At the Game Developers Conference, Google unveiled its exciting vision for the future of video games: a cloud-based streaming service called Stadia, which provides instant access to games on Chromebooks, smartphones, tablets and tablets. televisions. In other words, it is a platform accessible through devices that you may already have. It will also be compatible with keyboards and other input devices. However, Google will also launch its own Stadia controller, and we now know what it looks like and how it works. In short, it is a big problem and there is a lot to know about it.
The Stadia controller has been introduced to the GDC in three different colors. It connects to Google's servers via Wi-Fi and identifies the screen you want to play on. In addition to the standard input lineup, it also features two unique buttons: one allows you to capture and share a game and record it on YouTube, while the other is a Google Assistant button, which allows access to the controller's built-in microphone to get the game. Board.

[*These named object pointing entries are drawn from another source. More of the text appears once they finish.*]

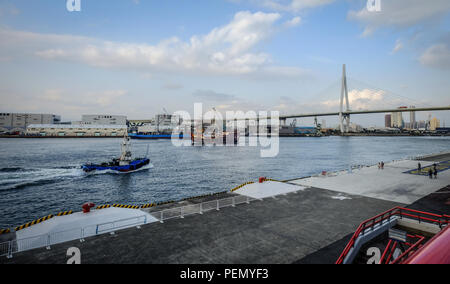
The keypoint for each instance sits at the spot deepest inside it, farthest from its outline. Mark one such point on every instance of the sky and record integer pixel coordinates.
(139, 57)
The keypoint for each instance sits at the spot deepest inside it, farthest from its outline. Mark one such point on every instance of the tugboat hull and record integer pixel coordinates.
(134, 165)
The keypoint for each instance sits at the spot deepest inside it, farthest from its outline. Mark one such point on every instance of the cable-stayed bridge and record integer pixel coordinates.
(345, 111)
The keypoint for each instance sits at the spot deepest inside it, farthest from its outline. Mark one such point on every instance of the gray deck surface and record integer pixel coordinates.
(280, 230)
(304, 227)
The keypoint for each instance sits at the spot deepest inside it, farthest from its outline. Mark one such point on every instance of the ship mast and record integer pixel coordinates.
(125, 157)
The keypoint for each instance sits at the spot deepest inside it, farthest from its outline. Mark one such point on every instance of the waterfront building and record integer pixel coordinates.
(104, 119)
(76, 130)
(18, 122)
(162, 123)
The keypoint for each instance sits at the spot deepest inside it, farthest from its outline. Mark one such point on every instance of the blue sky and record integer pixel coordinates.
(137, 57)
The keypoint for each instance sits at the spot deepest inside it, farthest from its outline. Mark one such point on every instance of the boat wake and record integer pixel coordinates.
(146, 167)
(18, 178)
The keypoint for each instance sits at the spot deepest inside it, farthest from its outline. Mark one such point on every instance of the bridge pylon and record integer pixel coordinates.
(344, 117)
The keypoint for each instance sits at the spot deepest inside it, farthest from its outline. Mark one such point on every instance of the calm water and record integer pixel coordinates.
(42, 176)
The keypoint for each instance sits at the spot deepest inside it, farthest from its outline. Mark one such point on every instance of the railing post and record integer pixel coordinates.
(48, 241)
(9, 249)
(82, 235)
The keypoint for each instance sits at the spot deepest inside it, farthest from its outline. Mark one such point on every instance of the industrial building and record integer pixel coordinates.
(18, 122)
(74, 130)
(104, 119)
(162, 123)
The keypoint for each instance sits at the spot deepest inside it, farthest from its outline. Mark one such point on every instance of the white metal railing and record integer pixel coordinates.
(47, 240)
(120, 224)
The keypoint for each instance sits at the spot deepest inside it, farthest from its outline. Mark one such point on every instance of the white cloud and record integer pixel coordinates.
(294, 5)
(399, 14)
(437, 56)
(224, 50)
(363, 99)
(398, 46)
(293, 22)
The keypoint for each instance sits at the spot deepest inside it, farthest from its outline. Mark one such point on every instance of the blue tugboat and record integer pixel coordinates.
(123, 164)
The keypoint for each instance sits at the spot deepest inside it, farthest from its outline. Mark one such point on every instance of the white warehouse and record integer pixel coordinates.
(76, 130)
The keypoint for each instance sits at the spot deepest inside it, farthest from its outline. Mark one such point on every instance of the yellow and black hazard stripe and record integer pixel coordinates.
(148, 205)
(126, 206)
(21, 227)
(102, 207)
(64, 213)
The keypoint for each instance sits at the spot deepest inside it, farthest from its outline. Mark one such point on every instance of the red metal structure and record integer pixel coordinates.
(435, 251)
(441, 220)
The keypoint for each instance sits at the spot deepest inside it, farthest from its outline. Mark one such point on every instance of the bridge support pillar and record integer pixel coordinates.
(344, 116)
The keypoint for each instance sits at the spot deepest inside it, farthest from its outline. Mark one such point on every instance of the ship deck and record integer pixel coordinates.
(308, 225)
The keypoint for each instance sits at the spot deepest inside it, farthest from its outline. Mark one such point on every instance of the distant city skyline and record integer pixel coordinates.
(136, 58)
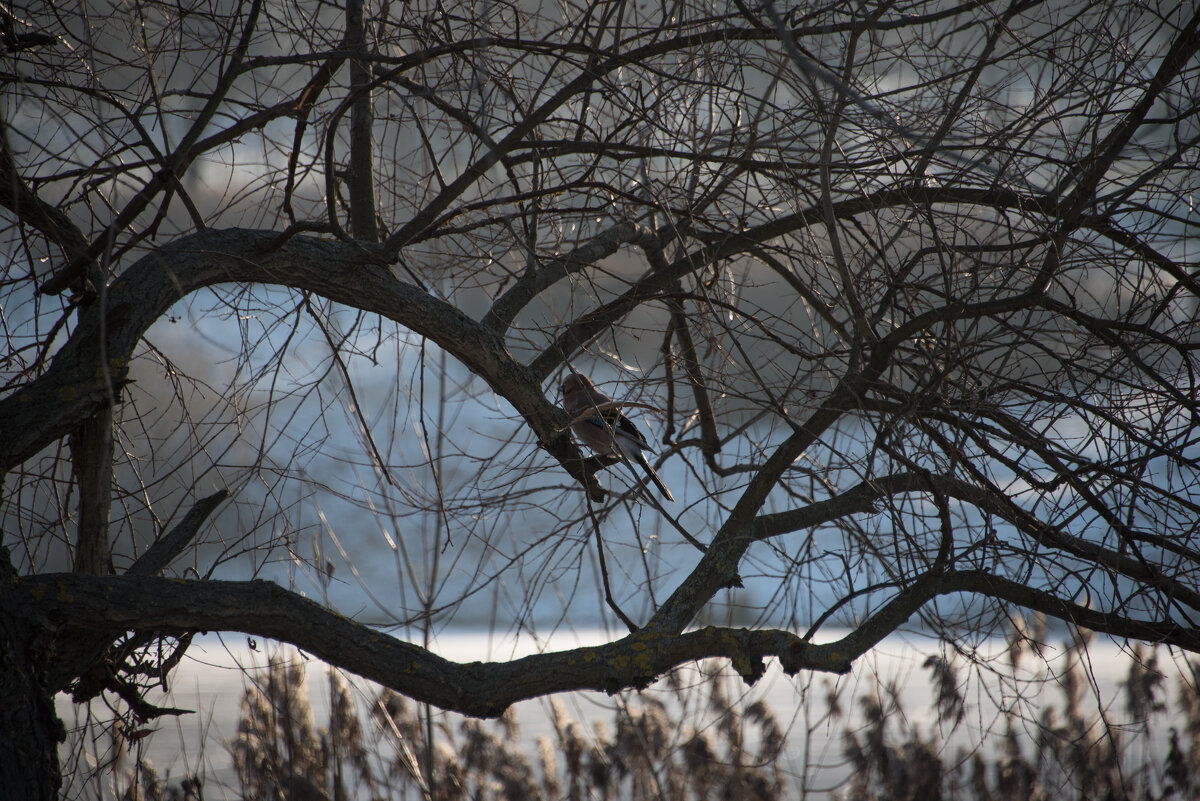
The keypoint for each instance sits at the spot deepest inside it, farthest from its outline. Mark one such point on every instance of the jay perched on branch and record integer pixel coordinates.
(606, 431)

And in a fun reference, the back of the controller houses the Konami code.
Streaming technology behind Stadia is identical to that used in last year's Project Stream test, when Google partnered with Ubisoft to broadcast Assassin's Creed Odyssey for free via a Chrome browser. The company has made other big changes in the video game space, recently recruiting Jade Raymond, best known for his work at Ubisoft and EA. Raymond will lead Stadia Games and Entertainment, a new studio specializing in game development exclusively for Stadia.
Stadia will be launched later this year. It will be available for the first time in the United States, Canada, the United Kingdom and "most countries in Europe". Google has not released pricing details for the service or its controller, but it promises to reveal more information this summer, including which games will be available at launch "and beyond."
An important detail that we do not know beyond specific prices is how you will buy games: will they be available through a subscription or as a standard game purchase? That remains to be seen, although we know that Doom Eternal is coming into the stadium. Odyssey also featured prominently in the GDC speech. Ubisoft, the publisher of the latter, seems to be a big supporter of Stadia. When we spoke with Yves Guillemot, CEO of GDC, he suggested that there could be several ways to buy Stadia games.